На этой поляне решили сделать привал. Голодные дети набросились на спелый дикий крыжовник, но неожиданно из-за хребта вынырнули немецкие самолеты. В ущелье посыпались бомбы. Бойцы прижимали детей к скалам, прикрывая их своими телами. Самолеты делали заход за заходом. Взрывы бомб сотрясали горы. Но и после того, как улетели самолеты, в ущелье долго не смолкал грохот — с крутых откосов рушились камни.

Наскоро хоронили погибших. Стонали раненые. Ольга металась от одного раненого к другому, пытаясь хоть как-то помочь.

— Надо спешить, Ольга Андреевна, — торопил ее капитан Сирота. — Ведь опять налетят, гады.

— Как можно идти? Вы посмотрите, сколько раненых. Бойцы терпят, а дети!.. Боже мой, может, вот так же где-то и мой Ванюшка!.. Да что же это делается!

— Но как вы им поможете? У нас даже бинтов нет.

— Бойцы снимут нижние рубашки. Будем вываривать их в кипятке и делать бинты.

Под деревьями прямо на траве расстелили плащ-палатки, шинели. Ольге помогала Лейла. Раненые дети и бойцы сидели и лежали, ожидая очереди. То и дело раздавались детские стоны: «Тетенька, пить! Тетенька, помоги! Тетенька, больно!»

Кусая губы, с трудом держась на ногах, Ольга делала перевязки, удаляла осколки.

На повозку уложили тяжелораненых и двинулись в путь. Бойцы выбивались из сил. Дети были голодны, но никто не просил есть. Притихшие, испуганные, они по-взрослому серьезно смотрели на происходящее..

Всю ночь шли через лес, без дороги, прокладывая путь топорами в густом кустарнике. Утром на одной из полян наткнулись на пастуха. Молодой угрюмый балкарец пас стадо овец. Увидев людей в красноармейской форме, обрадовался. Он предложил капитану Сироте пять овец.

— Возьми, товарищ командир. Дети голодные, красноармейцы голодные. Зачем мне овцы? Я и сам бы ушел с вами, но жена рожать будет. Как могу уйти?
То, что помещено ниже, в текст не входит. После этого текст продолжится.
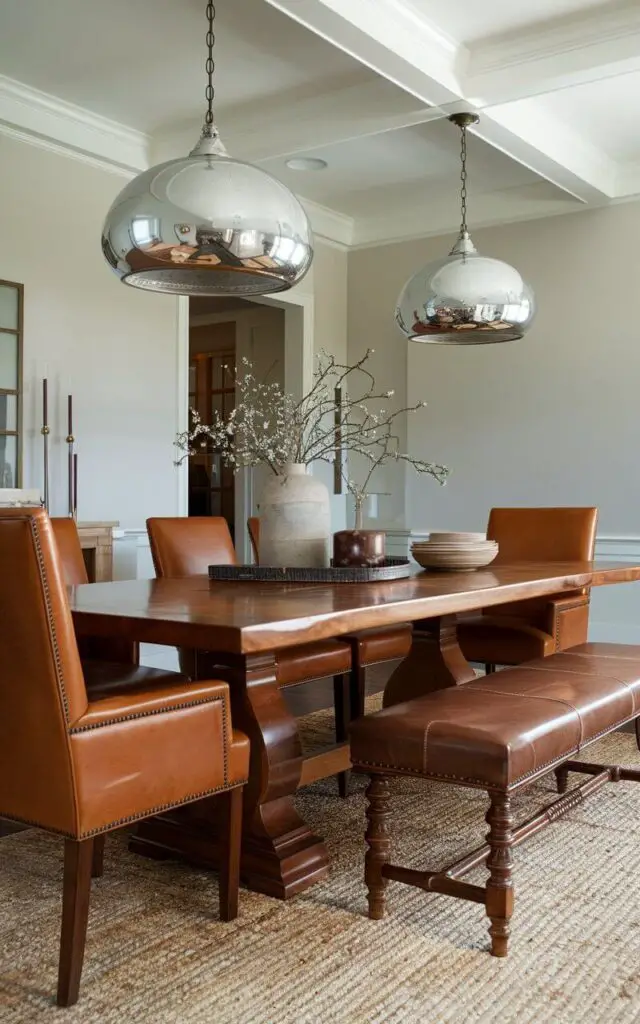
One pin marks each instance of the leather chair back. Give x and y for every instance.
(184, 547)
(545, 535)
(253, 525)
(539, 535)
(70, 550)
(42, 690)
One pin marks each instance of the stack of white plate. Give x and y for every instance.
(455, 552)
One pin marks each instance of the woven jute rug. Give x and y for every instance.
(158, 954)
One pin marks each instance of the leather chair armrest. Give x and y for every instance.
(139, 701)
(109, 649)
(567, 620)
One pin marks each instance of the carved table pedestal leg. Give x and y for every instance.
(434, 663)
(281, 856)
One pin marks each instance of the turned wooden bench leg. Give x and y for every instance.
(378, 842)
(499, 900)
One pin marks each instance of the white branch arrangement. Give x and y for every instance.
(270, 426)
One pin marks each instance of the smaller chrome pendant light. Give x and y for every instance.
(465, 299)
(208, 224)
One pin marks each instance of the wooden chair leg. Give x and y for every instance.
(229, 854)
(77, 887)
(379, 844)
(343, 716)
(499, 899)
(562, 778)
(97, 858)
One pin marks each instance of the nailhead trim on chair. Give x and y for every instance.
(569, 607)
(131, 817)
(143, 714)
(47, 600)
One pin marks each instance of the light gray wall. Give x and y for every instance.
(549, 420)
(115, 348)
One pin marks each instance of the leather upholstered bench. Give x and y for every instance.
(499, 733)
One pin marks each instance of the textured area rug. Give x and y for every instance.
(157, 953)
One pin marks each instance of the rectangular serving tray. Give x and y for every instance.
(391, 568)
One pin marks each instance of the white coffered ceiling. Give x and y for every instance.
(366, 85)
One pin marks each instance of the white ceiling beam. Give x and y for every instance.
(29, 114)
(263, 131)
(392, 39)
(390, 36)
(567, 51)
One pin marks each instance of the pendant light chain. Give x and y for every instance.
(210, 65)
(463, 179)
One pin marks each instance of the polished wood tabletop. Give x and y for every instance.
(249, 617)
(242, 626)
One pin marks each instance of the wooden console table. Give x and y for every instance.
(96, 540)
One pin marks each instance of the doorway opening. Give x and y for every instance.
(222, 333)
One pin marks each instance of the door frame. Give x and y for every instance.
(298, 307)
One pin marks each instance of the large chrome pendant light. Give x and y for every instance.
(465, 299)
(208, 224)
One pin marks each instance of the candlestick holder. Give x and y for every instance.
(72, 463)
(44, 430)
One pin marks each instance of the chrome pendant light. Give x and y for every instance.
(208, 224)
(465, 299)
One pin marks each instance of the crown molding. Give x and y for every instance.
(44, 120)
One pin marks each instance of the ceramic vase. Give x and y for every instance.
(295, 520)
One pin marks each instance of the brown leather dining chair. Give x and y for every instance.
(183, 547)
(520, 631)
(369, 647)
(107, 662)
(75, 572)
(80, 766)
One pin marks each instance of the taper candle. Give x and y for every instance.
(75, 485)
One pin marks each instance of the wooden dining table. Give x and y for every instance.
(245, 624)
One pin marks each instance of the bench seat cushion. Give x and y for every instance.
(504, 728)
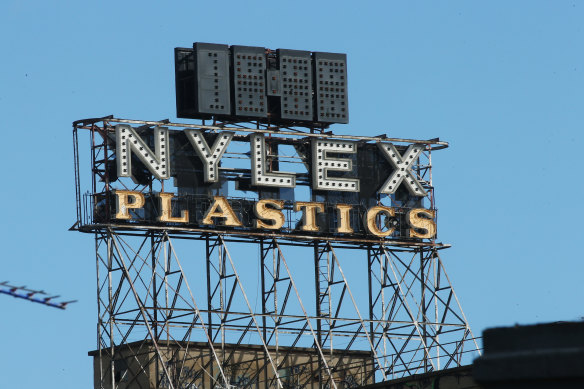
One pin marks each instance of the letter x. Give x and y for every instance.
(402, 169)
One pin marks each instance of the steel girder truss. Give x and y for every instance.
(151, 313)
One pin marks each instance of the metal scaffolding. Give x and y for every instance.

Трех овец мне хватит, пока вернетесь, прогоните фашистов.

— Как зовут тебя, парень? — спросил Сирота.

— Яхья меня зовут, — ответил пастух. — А жена моя — Софият. Очень красивая жена моя. Нет такой улыбки ни у одной женщины. Нет такого сердца ни у одной женщины. Самая веселая моя Софият.

— Мы не оставим твою жену немцам. И тебя не оставим немцам, — твердо заявил капитан Сирота.

— Ты шутишь, командир. Софият рожать будет.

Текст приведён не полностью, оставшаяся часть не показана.